Adrift in a Moral Sea So here we sit, say 50 people in our lifeboat. To be generous, let us assume it has room for 10 more, making a total capacity of Suppose the 50 of us in the lifeboat see others swimming in the water outside, begging for admission to our boat or for handouts. We have several options: The boat swamps, everyone drowns.

Complete justice, complete catastrophe. Since the boat has an unused excess capacity of 10 more passengers, we could admit just 10 more to it. But which 10 do we let in? How do we choose? Do we pick the best 10, "first come, first served"? And what do we say to the 90 we exclude?

If we do let an extra 10 into our lifeboat, we will have lost our "safety factor," an engineering principle of critical importance. For example, if we don't leave room for excess capacity as a safety factor in our country's agriculture, a new plant disease or a bad change in the weather could have disastrous consequences.

Suppose we decide to preserve our small safety factor and admit no more to the lifeboat. Our survival is then possible although we shall have to be constantly on guard against boarding parties.

While this last solution clearly offers the only means of our survival, it is morally abhorrent to many people. Some say they feel guilty about their good luck. My reply is simple: The needy person to whom the guilt-ridden person yields his place will not himself feel guilty about his good luck.

If he did, he would not climb aboard. The net result of conscience-stricken people giving up their unjustly held seats is the elimination of that sort of conscience from the lifeboat.Morality and ethical theories are efforts at guidelines that help specify most every facet of human nature.

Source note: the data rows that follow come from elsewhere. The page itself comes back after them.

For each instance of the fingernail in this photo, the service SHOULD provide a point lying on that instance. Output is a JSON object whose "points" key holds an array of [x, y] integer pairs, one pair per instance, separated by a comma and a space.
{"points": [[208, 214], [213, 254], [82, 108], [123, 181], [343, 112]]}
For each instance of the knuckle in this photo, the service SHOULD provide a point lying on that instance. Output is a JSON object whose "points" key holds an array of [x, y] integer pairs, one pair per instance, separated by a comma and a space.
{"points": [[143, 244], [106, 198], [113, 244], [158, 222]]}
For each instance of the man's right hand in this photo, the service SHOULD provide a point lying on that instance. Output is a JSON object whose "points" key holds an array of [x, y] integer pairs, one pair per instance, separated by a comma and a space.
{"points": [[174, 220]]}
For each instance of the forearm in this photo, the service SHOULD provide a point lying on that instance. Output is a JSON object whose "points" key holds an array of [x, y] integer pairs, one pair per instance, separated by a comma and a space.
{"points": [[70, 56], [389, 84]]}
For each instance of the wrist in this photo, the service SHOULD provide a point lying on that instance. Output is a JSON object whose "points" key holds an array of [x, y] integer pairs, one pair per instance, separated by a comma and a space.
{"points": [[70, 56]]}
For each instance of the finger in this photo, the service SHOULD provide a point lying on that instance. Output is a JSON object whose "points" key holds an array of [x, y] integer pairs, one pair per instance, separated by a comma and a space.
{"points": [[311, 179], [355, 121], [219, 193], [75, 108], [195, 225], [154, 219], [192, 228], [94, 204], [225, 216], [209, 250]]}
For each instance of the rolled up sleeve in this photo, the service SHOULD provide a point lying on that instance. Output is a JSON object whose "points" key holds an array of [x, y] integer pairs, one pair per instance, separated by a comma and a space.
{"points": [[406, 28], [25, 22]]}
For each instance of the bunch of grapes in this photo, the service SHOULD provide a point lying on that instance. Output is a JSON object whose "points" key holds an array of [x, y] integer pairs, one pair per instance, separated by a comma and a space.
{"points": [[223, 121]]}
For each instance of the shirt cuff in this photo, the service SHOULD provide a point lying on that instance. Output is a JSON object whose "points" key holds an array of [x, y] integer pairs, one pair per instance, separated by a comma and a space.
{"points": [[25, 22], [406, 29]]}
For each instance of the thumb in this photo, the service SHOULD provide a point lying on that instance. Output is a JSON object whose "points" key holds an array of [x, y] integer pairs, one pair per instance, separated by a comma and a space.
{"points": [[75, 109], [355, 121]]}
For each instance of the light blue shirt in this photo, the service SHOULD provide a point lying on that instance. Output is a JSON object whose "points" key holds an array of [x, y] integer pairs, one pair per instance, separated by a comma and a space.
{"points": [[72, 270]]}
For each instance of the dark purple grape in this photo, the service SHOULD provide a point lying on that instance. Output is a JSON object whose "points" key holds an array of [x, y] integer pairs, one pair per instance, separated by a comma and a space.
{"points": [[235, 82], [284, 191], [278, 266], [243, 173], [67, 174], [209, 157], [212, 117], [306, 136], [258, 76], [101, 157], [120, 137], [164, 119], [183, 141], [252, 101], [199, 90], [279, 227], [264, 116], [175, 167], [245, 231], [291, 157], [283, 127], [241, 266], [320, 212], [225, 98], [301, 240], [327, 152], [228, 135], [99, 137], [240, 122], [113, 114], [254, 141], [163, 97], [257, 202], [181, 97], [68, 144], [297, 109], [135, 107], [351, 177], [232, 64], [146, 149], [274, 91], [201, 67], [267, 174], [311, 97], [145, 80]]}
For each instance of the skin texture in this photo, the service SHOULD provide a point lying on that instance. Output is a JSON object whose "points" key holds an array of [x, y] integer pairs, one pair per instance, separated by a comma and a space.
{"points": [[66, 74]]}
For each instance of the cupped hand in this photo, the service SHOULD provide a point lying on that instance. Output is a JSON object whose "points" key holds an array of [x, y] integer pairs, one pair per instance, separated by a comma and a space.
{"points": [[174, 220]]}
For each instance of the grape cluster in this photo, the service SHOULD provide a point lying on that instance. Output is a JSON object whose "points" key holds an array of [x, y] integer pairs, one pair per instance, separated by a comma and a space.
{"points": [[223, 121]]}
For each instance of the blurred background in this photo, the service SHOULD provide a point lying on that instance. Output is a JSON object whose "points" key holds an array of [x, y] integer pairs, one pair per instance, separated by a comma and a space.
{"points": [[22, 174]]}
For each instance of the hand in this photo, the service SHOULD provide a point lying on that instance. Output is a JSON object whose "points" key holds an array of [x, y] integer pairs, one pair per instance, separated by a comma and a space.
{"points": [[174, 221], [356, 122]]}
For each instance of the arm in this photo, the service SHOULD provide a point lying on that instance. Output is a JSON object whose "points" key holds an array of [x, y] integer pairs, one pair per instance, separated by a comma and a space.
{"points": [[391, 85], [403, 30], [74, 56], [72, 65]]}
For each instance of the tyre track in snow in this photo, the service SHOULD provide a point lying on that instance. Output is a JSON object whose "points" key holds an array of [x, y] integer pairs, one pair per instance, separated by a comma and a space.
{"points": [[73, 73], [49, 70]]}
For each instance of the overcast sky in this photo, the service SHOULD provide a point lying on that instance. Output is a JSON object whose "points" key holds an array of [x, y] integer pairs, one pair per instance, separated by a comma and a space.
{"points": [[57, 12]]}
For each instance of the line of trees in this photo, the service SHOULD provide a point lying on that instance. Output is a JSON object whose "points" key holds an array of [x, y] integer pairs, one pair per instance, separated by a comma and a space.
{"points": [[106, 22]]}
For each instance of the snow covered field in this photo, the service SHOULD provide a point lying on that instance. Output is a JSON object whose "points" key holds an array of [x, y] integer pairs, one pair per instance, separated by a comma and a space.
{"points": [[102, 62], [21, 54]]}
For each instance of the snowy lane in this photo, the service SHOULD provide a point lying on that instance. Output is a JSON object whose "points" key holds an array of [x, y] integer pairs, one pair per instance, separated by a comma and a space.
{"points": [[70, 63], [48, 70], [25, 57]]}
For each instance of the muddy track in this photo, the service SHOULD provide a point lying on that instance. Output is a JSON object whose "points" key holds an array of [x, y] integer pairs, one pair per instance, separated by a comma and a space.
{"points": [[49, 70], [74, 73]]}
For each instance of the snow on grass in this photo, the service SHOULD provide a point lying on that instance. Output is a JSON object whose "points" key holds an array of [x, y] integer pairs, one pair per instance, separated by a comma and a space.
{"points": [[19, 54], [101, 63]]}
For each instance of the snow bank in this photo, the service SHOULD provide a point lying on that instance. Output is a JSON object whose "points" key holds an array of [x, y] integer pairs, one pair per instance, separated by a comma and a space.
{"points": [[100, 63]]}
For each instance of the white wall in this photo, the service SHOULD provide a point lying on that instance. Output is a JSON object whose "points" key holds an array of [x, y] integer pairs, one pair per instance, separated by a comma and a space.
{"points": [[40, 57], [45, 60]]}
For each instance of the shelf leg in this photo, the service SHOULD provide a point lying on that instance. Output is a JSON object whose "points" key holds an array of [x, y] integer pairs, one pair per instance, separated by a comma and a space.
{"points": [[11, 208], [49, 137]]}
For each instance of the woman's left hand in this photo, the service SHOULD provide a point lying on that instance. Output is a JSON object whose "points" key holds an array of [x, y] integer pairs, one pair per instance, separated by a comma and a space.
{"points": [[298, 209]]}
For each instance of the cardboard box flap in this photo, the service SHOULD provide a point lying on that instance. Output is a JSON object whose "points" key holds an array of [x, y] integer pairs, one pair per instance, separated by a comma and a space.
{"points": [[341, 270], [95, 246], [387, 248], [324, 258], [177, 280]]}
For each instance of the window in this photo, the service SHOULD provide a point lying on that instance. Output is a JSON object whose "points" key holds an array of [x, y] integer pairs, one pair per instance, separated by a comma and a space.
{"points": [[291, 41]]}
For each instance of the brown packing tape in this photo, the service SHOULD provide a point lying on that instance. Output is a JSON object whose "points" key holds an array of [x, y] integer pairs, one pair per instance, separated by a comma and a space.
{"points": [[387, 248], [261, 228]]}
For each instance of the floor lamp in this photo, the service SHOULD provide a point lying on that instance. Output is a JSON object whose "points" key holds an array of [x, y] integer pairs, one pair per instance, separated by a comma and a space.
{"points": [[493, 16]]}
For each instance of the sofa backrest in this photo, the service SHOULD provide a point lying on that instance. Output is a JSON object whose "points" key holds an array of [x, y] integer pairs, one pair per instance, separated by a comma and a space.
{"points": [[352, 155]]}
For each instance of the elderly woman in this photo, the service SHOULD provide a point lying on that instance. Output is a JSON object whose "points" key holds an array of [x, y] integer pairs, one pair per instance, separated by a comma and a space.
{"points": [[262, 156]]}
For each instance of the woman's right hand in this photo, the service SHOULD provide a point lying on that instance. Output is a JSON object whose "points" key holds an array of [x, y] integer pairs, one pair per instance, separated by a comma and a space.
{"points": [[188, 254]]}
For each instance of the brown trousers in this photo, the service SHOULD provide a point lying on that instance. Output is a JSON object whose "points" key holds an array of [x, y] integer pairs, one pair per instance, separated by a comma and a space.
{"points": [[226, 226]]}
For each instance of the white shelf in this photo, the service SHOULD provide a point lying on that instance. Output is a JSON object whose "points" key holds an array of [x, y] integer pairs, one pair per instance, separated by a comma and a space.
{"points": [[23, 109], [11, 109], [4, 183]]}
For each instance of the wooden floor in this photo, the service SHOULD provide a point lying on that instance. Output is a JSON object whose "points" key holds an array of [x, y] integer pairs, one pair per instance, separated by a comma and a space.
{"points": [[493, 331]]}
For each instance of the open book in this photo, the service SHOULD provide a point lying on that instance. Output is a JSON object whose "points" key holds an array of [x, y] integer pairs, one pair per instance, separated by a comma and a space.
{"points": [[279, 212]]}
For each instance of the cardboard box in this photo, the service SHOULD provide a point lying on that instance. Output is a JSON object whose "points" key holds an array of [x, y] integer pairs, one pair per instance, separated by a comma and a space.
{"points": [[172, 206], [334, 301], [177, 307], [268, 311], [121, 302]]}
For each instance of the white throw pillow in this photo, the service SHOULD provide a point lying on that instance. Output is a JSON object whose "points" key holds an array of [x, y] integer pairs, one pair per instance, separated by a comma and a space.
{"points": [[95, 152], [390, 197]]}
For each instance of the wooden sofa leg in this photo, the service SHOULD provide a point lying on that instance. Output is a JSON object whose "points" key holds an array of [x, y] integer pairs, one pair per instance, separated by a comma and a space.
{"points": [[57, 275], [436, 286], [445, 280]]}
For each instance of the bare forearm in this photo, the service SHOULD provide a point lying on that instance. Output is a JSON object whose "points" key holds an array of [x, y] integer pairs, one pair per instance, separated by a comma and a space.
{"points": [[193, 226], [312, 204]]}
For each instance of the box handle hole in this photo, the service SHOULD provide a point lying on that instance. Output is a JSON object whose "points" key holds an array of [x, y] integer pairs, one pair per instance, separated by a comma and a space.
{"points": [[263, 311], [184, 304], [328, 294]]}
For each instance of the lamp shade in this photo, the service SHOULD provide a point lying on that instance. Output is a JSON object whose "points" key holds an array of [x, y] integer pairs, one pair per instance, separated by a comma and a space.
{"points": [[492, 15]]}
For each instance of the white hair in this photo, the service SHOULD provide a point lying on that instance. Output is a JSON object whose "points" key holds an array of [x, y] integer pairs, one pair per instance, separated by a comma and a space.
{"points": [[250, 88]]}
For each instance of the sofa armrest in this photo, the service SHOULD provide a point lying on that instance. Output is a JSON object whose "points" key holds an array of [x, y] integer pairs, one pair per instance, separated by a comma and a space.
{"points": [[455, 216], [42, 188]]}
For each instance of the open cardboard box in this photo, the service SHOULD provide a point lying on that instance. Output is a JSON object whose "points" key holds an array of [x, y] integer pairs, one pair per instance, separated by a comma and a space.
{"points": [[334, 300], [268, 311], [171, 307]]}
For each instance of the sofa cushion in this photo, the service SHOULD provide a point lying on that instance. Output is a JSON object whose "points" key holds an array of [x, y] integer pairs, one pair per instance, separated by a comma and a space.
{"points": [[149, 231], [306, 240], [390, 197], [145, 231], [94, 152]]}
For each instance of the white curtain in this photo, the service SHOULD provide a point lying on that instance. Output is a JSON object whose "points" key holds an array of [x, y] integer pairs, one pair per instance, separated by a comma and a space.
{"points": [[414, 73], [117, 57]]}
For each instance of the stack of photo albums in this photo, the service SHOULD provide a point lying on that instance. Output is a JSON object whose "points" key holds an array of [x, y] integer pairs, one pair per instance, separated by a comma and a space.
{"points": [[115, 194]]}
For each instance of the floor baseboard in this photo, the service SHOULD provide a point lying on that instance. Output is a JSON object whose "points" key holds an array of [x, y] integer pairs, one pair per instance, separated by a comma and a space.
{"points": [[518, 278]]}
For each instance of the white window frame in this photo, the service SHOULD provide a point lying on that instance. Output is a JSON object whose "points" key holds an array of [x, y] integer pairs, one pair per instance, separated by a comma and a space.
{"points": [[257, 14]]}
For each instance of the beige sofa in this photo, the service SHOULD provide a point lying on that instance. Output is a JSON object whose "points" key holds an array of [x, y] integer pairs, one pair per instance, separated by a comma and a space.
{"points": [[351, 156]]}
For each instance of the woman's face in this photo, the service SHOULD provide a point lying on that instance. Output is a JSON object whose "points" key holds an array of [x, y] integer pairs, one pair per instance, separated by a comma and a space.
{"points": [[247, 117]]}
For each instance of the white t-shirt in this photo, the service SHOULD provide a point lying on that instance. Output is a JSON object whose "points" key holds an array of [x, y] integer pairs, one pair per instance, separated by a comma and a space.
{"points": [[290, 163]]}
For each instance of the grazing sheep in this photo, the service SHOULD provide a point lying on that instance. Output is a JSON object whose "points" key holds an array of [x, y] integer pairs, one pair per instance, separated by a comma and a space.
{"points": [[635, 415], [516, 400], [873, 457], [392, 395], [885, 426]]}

Understanding the differences between right and incorrect has captured the heads of the universes greatest minds for s of old ages. Welcome to our sixth annual special issue featuring FP's Leading Global Thinkers. This essay will discuss the concept of foreign aid.

It will then explain the different types of foreign aid and therein discuss its advantages and disadvantages.

Ethics: foreign aid essay

Finally it will bring to the fore, a soluble (find suitable word) conclusion. This essay delves deeply into the origins of the Vietnam War, critiques U.S. justifications for intervention, examines the brutal conduct of the war, and discusses the .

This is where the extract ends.